In the last weeks, we tried lots of new stuff. It is like a puzzle with dozens of pieces. With each new one, we get a better look at the big picture, at least sometimes, but other times we have to go back a step. Yes, it would be much easier to focus on a single problem, for instance, to create a factor model based on existing ratings, but that is not how it works in our case. One problem leads to another and even the little problems are interweaved with other little problems.
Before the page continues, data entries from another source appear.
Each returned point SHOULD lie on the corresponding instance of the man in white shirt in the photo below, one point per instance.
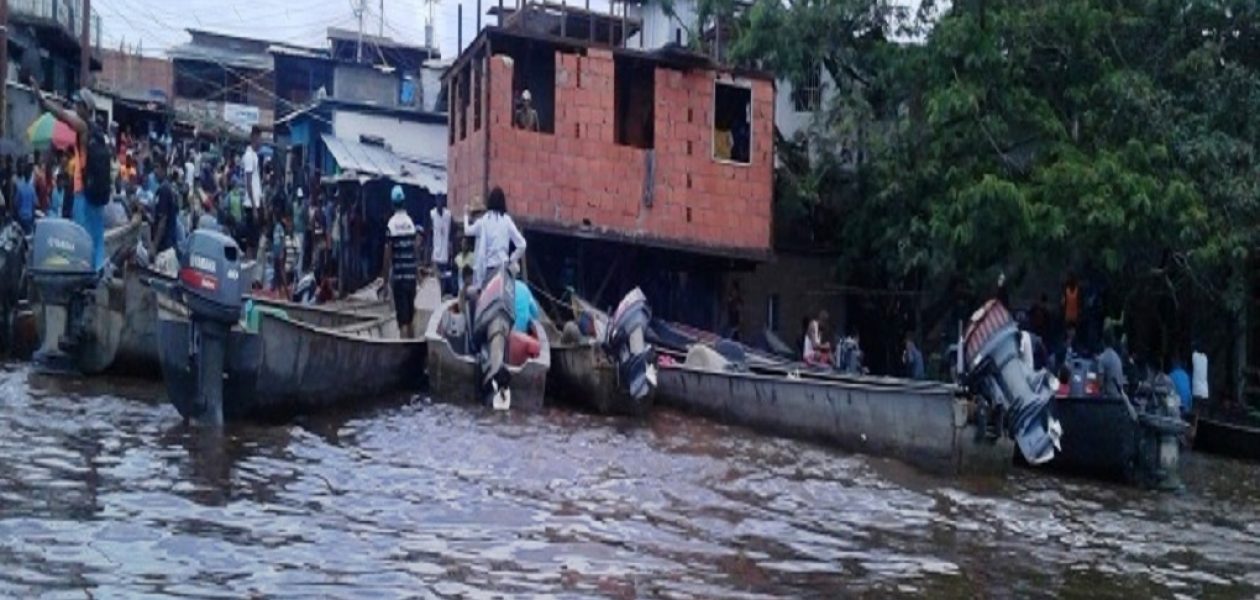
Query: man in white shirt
(252, 170)
(441, 246)
(1198, 378)
(495, 235)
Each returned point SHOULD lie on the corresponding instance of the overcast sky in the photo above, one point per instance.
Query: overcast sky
(160, 24)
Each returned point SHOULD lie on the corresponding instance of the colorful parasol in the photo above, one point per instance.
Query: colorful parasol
(48, 131)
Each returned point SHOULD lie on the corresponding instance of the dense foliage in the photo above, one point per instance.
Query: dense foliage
(1030, 136)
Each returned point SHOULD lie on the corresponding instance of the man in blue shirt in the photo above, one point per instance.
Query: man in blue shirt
(526, 305)
(1181, 383)
(24, 190)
For instance, with the data from the electronic program guide, EPG for short, we have channels that provide very good details about the movies their will show, but for other channels, there is no guarantee that there is even a summary. In other words, heterogeneity is the major problem. In theory, the EPG data can even contain categorizations, like genres, but in practice, it is rarely used. Thus, even the matching of a movie to some meta data is hard work, because there is not always a year present. Furthermore, title mapping can be error prone because of alternative titles for foreign movies.
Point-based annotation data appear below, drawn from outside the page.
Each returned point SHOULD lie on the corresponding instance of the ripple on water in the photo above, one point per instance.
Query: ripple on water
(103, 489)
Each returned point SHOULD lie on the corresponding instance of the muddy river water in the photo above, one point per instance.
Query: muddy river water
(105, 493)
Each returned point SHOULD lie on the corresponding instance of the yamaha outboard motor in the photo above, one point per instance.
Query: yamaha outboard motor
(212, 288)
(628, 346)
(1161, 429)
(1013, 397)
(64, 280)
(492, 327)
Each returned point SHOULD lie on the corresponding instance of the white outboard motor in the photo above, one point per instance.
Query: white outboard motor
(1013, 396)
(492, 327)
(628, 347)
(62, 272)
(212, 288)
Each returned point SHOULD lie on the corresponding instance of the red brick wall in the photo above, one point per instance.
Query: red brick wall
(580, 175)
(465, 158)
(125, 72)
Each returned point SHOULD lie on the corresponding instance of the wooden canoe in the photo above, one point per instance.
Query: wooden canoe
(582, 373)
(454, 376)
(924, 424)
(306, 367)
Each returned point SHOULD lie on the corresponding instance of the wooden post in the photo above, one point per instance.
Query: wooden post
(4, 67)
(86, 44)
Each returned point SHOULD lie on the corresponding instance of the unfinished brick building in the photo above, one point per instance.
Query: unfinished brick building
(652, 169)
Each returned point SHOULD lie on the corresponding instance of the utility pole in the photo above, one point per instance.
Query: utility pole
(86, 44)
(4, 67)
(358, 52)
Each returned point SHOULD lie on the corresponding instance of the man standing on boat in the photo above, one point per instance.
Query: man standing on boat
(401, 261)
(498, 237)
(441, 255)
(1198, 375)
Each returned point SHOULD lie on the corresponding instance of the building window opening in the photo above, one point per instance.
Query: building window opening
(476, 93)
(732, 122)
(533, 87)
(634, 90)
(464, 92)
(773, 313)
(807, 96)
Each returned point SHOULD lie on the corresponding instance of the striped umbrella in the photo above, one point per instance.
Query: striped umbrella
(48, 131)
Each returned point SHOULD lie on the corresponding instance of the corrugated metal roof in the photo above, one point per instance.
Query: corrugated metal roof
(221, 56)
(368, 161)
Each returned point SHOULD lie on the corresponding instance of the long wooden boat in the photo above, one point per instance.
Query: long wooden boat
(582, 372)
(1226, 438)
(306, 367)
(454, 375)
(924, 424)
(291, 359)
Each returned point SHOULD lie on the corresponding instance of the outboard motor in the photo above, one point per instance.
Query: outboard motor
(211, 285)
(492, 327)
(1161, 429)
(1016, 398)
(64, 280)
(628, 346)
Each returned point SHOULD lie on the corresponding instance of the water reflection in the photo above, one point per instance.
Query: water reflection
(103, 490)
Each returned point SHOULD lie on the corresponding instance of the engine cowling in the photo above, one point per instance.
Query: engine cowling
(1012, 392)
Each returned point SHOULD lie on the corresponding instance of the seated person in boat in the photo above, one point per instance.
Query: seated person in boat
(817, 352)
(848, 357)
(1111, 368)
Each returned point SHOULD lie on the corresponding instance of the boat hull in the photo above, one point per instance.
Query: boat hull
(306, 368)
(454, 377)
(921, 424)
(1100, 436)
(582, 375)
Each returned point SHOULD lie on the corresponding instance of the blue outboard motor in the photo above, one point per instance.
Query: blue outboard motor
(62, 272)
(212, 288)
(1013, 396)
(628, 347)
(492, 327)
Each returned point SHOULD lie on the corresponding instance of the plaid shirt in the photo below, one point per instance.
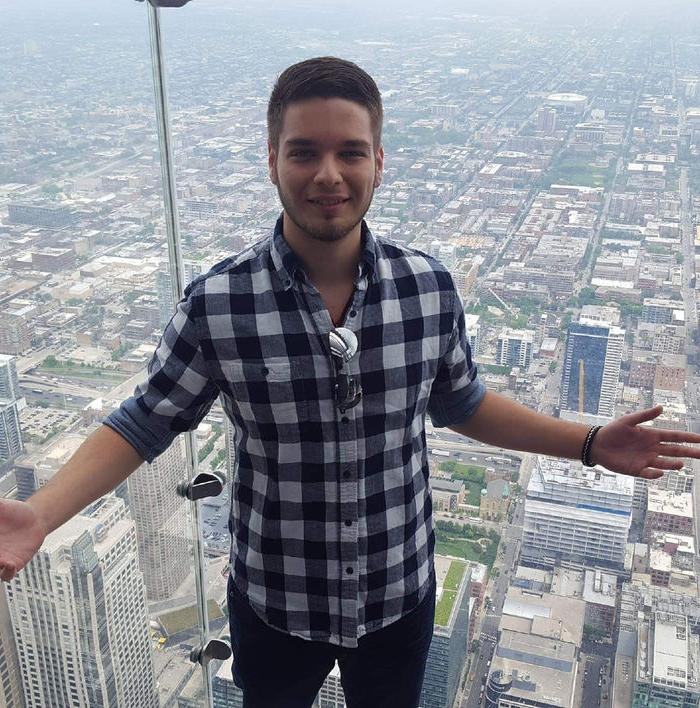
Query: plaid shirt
(331, 517)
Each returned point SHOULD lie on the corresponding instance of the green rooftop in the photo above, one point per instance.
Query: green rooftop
(187, 618)
(453, 579)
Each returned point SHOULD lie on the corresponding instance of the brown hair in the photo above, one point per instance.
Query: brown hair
(324, 77)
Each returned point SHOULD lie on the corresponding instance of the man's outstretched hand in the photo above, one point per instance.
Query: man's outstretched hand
(21, 536)
(627, 447)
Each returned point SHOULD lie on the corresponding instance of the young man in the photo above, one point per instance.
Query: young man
(329, 346)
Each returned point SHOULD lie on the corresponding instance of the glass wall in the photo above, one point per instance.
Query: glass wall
(107, 613)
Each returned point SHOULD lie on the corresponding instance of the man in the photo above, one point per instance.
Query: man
(328, 346)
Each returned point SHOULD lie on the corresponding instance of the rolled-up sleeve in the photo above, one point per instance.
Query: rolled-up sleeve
(177, 393)
(457, 391)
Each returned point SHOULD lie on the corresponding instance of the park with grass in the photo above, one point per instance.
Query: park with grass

Long story short, the EPG data alone is not sufficient to setup even some lightweight information retrieval system. The problem is that some movies have a full description and even a list of actors, while some other movie does not even provide a year and the country it was made in. Thus, our system would only index movies with existing meta data while skeleton movies would be completely ignored. That is the reason why we spent so much time to unify all movies with a common set of meta data.
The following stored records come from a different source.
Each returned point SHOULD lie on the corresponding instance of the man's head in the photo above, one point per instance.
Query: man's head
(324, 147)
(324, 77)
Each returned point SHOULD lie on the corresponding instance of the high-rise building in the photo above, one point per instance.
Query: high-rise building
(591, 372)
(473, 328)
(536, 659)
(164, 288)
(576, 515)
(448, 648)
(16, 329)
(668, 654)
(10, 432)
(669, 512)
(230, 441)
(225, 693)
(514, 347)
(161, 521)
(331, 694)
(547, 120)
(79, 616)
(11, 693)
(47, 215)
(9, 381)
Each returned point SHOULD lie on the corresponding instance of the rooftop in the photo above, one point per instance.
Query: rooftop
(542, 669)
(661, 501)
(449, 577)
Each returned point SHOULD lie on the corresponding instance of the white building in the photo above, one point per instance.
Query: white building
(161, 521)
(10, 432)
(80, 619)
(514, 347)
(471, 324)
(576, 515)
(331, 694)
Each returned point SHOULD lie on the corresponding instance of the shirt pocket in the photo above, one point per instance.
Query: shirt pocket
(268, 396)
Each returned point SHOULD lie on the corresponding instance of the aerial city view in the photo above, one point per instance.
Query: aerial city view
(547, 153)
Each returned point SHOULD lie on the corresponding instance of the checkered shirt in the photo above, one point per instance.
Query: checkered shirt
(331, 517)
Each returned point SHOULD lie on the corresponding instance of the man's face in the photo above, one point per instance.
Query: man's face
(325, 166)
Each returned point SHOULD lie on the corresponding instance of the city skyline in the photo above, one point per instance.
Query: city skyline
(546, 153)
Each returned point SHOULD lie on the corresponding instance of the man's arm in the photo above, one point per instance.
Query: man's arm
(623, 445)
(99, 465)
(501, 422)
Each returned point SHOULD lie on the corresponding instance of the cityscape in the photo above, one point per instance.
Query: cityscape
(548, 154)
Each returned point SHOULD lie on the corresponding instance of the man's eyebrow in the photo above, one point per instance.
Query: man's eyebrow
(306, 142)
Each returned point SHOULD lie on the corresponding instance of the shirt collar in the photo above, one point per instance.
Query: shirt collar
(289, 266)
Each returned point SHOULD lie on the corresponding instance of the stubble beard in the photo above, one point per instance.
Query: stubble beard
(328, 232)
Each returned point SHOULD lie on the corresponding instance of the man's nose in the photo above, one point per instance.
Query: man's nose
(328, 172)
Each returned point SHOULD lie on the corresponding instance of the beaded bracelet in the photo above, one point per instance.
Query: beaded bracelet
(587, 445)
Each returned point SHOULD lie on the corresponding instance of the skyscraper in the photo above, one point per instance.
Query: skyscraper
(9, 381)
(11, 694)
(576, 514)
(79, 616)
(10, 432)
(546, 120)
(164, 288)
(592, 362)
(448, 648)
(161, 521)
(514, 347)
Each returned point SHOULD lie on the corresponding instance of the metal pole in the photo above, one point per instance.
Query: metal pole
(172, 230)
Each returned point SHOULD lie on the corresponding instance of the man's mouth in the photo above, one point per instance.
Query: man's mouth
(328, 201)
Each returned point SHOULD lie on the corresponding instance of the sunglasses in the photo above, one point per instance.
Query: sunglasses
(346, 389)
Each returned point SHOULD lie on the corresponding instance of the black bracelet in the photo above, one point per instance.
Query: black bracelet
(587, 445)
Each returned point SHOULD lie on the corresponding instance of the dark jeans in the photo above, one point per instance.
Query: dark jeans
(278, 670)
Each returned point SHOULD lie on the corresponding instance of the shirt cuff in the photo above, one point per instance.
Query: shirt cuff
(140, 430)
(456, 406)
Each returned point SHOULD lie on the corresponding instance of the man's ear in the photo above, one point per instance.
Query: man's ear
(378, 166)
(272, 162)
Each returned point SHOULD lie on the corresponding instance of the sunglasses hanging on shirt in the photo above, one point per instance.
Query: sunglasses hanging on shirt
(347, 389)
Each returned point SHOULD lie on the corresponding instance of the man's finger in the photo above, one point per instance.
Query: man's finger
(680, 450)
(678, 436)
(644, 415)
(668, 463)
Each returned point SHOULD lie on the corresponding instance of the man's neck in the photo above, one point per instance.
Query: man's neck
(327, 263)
With the experiences we gathered over all the years, the whole process works pretty good, but with just a title from the EPG data, we are still doomed to fail. Nevertheless, as dark as this all sounds, with some manual work, our database of movie/series mappings covers a lot of stuff that is on free television. But since the EPG data is the only steady source, we have some reservations to rely on a single site for gathering meta data. The reason is simple, if the site is gone, we cannot index new items and all the work so far is pretty much useless.
But one is for sure, we will clutch this straw!